Séminaire en direction des partenaires de la chaire NoRDF :
Knowledge Graph Completion using Embeddings
Mehwish Alam, Maîtresse de conférences, Télécom Paris, Institut Polytechnique de Paris
Knowledge Graphs (KGs) have recently gained attention due to their applicability to diverse fields of research including various downstream tasks such as web search, recommender systems, and question answering. These tasks can also take advantage of Large Language Models (LLMs) which have recently revolutionalized the landscape of the field of Artificial Intelligence. Despite their remarkable performance in various NLP tasks, LLMs suffer from hallucination problems and are opaque models that lack interpretability. A potential solution to these problems is to induce the knowledge from KGs to LLMs. KGs are known for their reasoning capabilities and for generating interpretable results.

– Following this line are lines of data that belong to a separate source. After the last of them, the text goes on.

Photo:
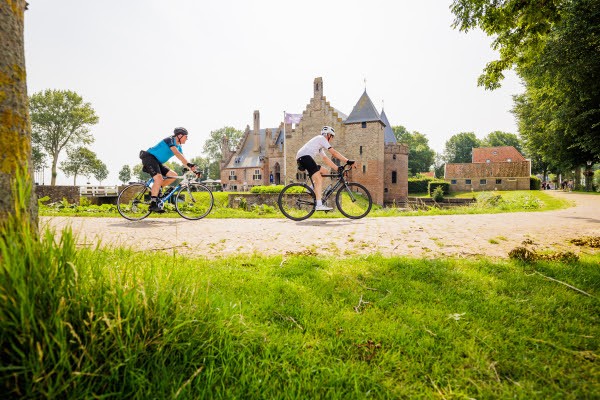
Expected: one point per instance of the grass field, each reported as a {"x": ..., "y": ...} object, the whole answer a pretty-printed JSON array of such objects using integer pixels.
[
  {"x": 487, "y": 202},
  {"x": 115, "y": 323}
]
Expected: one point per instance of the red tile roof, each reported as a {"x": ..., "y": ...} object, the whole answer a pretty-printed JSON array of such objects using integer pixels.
[{"x": 496, "y": 154}]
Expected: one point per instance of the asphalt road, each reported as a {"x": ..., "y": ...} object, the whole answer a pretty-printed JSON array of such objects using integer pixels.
[{"x": 431, "y": 236}]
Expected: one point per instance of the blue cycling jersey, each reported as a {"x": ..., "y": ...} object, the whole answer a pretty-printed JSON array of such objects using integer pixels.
[{"x": 162, "y": 151}]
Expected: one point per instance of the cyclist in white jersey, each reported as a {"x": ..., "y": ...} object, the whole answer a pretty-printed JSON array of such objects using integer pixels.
[{"x": 306, "y": 160}]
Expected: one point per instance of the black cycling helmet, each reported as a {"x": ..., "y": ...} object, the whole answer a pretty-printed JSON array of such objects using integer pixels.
[{"x": 180, "y": 131}]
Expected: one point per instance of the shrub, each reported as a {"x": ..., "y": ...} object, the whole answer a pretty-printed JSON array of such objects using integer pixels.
[
  {"x": 433, "y": 184},
  {"x": 534, "y": 183},
  {"x": 438, "y": 193}
]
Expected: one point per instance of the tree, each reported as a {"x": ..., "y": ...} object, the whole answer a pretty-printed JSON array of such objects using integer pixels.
[
  {"x": 420, "y": 156},
  {"x": 15, "y": 139},
  {"x": 459, "y": 148},
  {"x": 125, "y": 174},
  {"x": 139, "y": 174},
  {"x": 60, "y": 119},
  {"x": 80, "y": 161},
  {"x": 100, "y": 171},
  {"x": 212, "y": 146},
  {"x": 499, "y": 138},
  {"x": 519, "y": 28},
  {"x": 38, "y": 158}
]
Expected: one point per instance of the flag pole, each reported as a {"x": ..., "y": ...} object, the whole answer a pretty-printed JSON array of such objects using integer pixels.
[{"x": 284, "y": 152}]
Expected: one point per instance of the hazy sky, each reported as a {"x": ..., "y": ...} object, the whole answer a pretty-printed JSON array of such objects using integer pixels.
[{"x": 147, "y": 66}]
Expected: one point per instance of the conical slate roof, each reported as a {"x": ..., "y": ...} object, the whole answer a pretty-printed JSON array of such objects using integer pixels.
[
  {"x": 363, "y": 111},
  {"x": 388, "y": 132}
]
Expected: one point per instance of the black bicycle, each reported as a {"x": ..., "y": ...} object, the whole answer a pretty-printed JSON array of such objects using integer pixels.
[
  {"x": 192, "y": 200},
  {"x": 297, "y": 201}
]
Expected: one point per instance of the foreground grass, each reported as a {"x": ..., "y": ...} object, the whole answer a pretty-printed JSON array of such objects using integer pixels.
[
  {"x": 122, "y": 324},
  {"x": 487, "y": 203}
]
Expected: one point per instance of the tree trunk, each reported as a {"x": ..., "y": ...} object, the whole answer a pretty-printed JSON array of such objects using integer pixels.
[
  {"x": 54, "y": 163},
  {"x": 15, "y": 127}
]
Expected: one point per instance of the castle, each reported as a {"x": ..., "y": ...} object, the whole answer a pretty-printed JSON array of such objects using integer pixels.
[{"x": 268, "y": 156}]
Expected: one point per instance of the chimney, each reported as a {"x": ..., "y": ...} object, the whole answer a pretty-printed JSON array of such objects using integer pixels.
[
  {"x": 256, "y": 131},
  {"x": 318, "y": 88}
]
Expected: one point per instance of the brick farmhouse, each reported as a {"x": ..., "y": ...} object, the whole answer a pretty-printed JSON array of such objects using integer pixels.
[{"x": 501, "y": 168}]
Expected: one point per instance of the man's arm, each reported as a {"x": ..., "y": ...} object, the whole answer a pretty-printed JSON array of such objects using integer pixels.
[{"x": 180, "y": 156}]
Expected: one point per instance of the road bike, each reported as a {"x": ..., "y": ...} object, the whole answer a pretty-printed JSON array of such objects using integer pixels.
[
  {"x": 297, "y": 201},
  {"x": 191, "y": 199}
]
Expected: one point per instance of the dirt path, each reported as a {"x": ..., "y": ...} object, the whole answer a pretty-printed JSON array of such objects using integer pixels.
[{"x": 457, "y": 235}]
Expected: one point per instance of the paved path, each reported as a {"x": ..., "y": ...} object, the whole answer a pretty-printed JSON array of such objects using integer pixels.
[{"x": 431, "y": 236}]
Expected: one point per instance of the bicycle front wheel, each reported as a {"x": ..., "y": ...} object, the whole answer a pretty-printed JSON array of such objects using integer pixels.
[
  {"x": 354, "y": 200},
  {"x": 297, "y": 201},
  {"x": 194, "y": 201},
  {"x": 133, "y": 202}
]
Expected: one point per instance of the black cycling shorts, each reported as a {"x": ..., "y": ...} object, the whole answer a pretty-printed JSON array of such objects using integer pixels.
[
  {"x": 151, "y": 165},
  {"x": 309, "y": 164}
]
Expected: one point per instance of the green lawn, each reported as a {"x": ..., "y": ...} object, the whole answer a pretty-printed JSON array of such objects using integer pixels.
[
  {"x": 488, "y": 202},
  {"x": 117, "y": 323}
]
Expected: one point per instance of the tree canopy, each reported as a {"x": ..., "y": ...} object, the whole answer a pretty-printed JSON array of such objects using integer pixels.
[
  {"x": 59, "y": 120},
  {"x": 212, "y": 146},
  {"x": 420, "y": 156}
]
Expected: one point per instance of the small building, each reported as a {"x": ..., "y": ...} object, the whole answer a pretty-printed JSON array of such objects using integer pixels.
[
  {"x": 493, "y": 168},
  {"x": 268, "y": 156}
]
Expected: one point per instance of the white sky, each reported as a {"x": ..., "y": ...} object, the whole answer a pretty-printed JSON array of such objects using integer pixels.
[{"x": 147, "y": 66}]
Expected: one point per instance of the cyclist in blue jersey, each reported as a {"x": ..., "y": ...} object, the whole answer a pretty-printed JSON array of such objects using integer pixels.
[{"x": 154, "y": 158}]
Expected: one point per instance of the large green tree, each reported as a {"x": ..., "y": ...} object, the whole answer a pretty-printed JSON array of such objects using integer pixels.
[
  {"x": 15, "y": 139},
  {"x": 499, "y": 138},
  {"x": 459, "y": 148},
  {"x": 519, "y": 29},
  {"x": 80, "y": 161},
  {"x": 420, "y": 156},
  {"x": 60, "y": 119}
]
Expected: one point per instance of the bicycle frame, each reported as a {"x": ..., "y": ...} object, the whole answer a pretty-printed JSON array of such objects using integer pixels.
[{"x": 185, "y": 180}]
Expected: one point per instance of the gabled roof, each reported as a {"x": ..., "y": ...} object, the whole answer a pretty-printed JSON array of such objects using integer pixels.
[
  {"x": 388, "y": 136},
  {"x": 496, "y": 154},
  {"x": 246, "y": 157},
  {"x": 363, "y": 111}
]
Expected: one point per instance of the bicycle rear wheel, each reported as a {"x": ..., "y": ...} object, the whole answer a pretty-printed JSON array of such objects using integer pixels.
[
  {"x": 353, "y": 200},
  {"x": 194, "y": 201},
  {"x": 297, "y": 201},
  {"x": 133, "y": 202}
]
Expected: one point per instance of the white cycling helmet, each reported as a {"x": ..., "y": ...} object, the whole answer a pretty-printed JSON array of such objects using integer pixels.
[{"x": 327, "y": 130}]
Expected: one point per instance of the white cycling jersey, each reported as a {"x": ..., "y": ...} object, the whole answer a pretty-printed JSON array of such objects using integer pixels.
[{"x": 314, "y": 146}]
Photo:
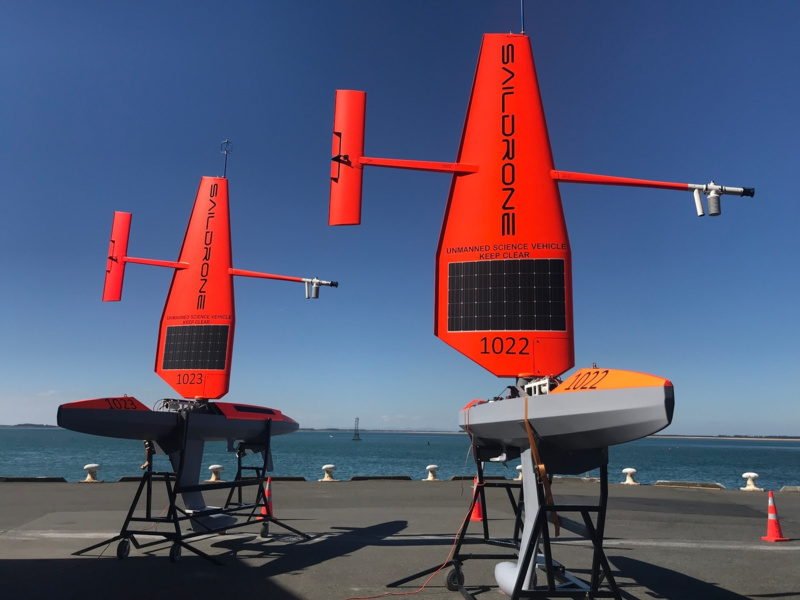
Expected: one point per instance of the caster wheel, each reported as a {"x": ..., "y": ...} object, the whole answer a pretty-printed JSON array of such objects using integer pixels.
[
  {"x": 455, "y": 580},
  {"x": 175, "y": 553}
]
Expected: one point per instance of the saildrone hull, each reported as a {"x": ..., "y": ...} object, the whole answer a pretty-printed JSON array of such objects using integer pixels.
[
  {"x": 128, "y": 418},
  {"x": 618, "y": 407}
]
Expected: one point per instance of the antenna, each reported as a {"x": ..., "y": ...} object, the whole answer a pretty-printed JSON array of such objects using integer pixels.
[{"x": 226, "y": 147}]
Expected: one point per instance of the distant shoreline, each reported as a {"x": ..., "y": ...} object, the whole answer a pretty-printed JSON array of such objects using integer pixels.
[{"x": 755, "y": 438}]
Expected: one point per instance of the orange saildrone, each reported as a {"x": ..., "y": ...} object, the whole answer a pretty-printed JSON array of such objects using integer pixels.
[
  {"x": 193, "y": 355},
  {"x": 503, "y": 293},
  {"x": 503, "y": 298}
]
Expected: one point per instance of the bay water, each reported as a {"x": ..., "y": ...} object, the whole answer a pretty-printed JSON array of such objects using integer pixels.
[{"x": 53, "y": 452}]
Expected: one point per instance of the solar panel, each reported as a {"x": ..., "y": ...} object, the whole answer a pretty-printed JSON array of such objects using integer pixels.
[
  {"x": 507, "y": 295},
  {"x": 196, "y": 347}
]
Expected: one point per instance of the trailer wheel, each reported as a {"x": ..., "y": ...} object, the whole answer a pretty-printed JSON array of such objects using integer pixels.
[
  {"x": 123, "y": 548},
  {"x": 455, "y": 580},
  {"x": 175, "y": 552}
]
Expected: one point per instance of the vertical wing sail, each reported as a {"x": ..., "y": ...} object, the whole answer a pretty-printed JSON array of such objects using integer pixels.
[
  {"x": 195, "y": 339},
  {"x": 503, "y": 264}
]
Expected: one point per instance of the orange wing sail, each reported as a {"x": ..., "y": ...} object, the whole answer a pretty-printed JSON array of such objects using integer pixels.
[
  {"x": 195, "y": 338},
  {"x": 503, "y": 264}
]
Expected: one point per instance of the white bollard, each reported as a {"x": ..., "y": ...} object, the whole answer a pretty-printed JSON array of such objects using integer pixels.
[
  {"x": 329, "y": 469},
  {"x": 215, "y": 473},
  {"x": 750, "y": 486},
  {"x": 629, "y": 473},
  {"x": 91, "y": 473}
]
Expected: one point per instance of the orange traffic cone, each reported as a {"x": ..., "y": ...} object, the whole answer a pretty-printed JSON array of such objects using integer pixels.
[
  {"x": 774, "y": 533},
  {"x": 477, "y": 508}
]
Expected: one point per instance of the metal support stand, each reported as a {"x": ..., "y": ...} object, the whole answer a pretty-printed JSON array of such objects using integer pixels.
[
  {"x": 559, "y": 583},
  {"x": 174, "y": 517},
  {"x": 535, "y": 540},
  {"x": 455, "y": 578}
]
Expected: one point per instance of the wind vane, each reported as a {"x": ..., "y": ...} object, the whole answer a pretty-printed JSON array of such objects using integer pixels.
[{"x": 226, "y": 147}]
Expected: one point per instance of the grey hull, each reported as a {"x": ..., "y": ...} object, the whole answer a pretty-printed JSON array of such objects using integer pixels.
[{"x": 573, "y": 420}]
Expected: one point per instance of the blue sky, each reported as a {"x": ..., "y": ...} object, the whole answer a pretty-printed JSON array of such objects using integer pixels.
[{"x": 122, "y": 106}]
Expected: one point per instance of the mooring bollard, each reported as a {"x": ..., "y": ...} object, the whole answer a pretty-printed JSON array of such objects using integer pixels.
[
  {"x": 750, "y": 486},
  {"x": 629, "y": 473},
  {"x": 329, "y": 469},
  {"x": 215, "y": 473},
  {"x": 91, "y": 473},
  {"x": 432, "y": 469}
]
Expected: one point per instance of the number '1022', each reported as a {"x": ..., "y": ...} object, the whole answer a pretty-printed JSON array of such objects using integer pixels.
[{"x": 504, "y": 345}]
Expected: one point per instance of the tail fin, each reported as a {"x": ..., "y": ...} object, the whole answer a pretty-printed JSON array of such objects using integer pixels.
[
  {"x": 117, "y": 253},
  {"x": 348, "y": 148}
]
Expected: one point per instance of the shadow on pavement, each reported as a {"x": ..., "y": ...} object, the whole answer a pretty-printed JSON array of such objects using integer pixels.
[{"x": 666, "y": 583}]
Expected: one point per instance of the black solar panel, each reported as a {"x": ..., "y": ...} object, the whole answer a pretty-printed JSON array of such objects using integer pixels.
[
  {"x": 196, "y": 347},
  {"x": 507, "y": 295}
]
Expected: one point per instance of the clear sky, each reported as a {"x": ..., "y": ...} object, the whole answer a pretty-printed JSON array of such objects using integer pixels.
[{"x": 122, "y": 105}]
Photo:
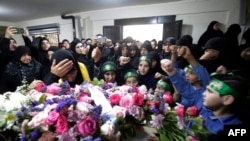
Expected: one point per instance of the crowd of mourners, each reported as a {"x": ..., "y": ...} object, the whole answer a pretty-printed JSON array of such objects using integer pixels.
[{"x": 212, "y": 74}]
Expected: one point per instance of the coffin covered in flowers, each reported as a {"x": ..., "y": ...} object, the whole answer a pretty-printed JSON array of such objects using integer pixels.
[{"x": 92, "y": 112}]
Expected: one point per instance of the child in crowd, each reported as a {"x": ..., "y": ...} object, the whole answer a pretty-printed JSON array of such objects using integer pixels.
[
  {"x": 218, "y": 103},
  {"x": 190, "y": 83},
  {"x": 131, "y": 78},
  {"x": 164, "y": 85},
  {"x": 145, "y": 75},
  {"x": 108, "y": 72}
]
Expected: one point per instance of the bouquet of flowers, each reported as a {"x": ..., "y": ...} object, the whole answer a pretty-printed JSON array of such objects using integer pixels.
[
  {"x": 58, "y": 112},
  {"x": 173, "y": 122},
  {"x": 127, "y": 103}
]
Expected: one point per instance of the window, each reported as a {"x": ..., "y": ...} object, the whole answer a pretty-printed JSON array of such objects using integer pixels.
[{"x": 143, "y": 32}]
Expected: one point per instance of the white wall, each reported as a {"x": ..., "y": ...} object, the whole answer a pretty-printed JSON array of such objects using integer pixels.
[{"x": 196, "y": 15}]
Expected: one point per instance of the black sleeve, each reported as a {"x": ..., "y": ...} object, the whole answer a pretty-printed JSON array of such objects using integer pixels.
[{"x": 50, "y": 78}]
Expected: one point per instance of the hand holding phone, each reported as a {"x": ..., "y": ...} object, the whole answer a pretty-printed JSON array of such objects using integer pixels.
[{"x": 19, "y": 30}]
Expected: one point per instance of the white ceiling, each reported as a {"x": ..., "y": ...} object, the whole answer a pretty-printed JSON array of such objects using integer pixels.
[{"x": 23, "y": 10}]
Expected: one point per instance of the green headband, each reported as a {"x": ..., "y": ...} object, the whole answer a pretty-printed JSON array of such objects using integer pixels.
[
  {"x": 222, "y": 88},
  {"x": 108, "y": 67},
  {"x": 163, "y": 85},
  {"x": 131, "y": 74},
  {"x": 145, "y": 58},
  {"x": 187, "y": 68}
]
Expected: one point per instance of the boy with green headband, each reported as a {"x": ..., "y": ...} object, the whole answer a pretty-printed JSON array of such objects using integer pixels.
[
  {"x": 190, "y": 82},
  {"x": 131, "y": 78},
  {"x": 108, "y": 72},
  {"x": 219, "y": 104},
  {"x": 223, "y": 101}
]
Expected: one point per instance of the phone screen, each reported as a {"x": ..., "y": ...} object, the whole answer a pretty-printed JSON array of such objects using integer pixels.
[{"x": 102, "y": 40}]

KGs and LLMs are thus complementary and can benefit from the capabilities of each other. KGs, however, suffer from incompleteness because of manual or automated generation. Recent years have witnessed many studies on link prediction using KG embeddings which is one of the mainstream tasks in KG completion. To do so, most of the existing methods learn the latent representation of the entities and relations whereas only a few of them consider contextual information as well as the textual descriptions of the entities. This talk will particularly focus on an attentive encoder-decoder based link prediction approach, MADLINK, leveraging the contextual information of the entities as well as their descriptions. A newly created set of benchmark datasets for KG completion will also be introduced which is extracted from Wikidata and Wikipedia, named LiterallyWikidata. It has been prepared with the main focus on providing benchmark datasets for multimodal KG Embedding models. This talk will also give an overview of the methods for entity type prediction which is a subtask of KG completion.
Statutory reasoning for tax law; or, Can GPT-4 do my taxes?
Nils Holzenberger, Maître de conférences, Télécom Paris, Institut Polytechnique de Paris
Legal professionals routinely need to determine which laws apply to a specific legal case. Statutory reasoning is the task of determining whether a given legal rule applies to a case, both being expressed in natural language. Statutory reasoning is a basic skill for lawyers, and computational statutory reasoning is a fundamental task for legal AI. The core challenge is developing models with the ability to utilize prescriptive rules stated in natural language, and able to generalize to new rules. The SARA dataset is a benchmark introduced in 2020 for statutory reasoning, in the context of US federal tax law. Since then, there have been a number of attempts at solving it. Each new general-purpose NLP model, from BERT to large language models, has had improved performance on the task. However, many gaps remain, and the SARA dataset has served to uncover major flaws in state-of-the-art models. I will conclude this talk by describing open problems in statutory reasoning.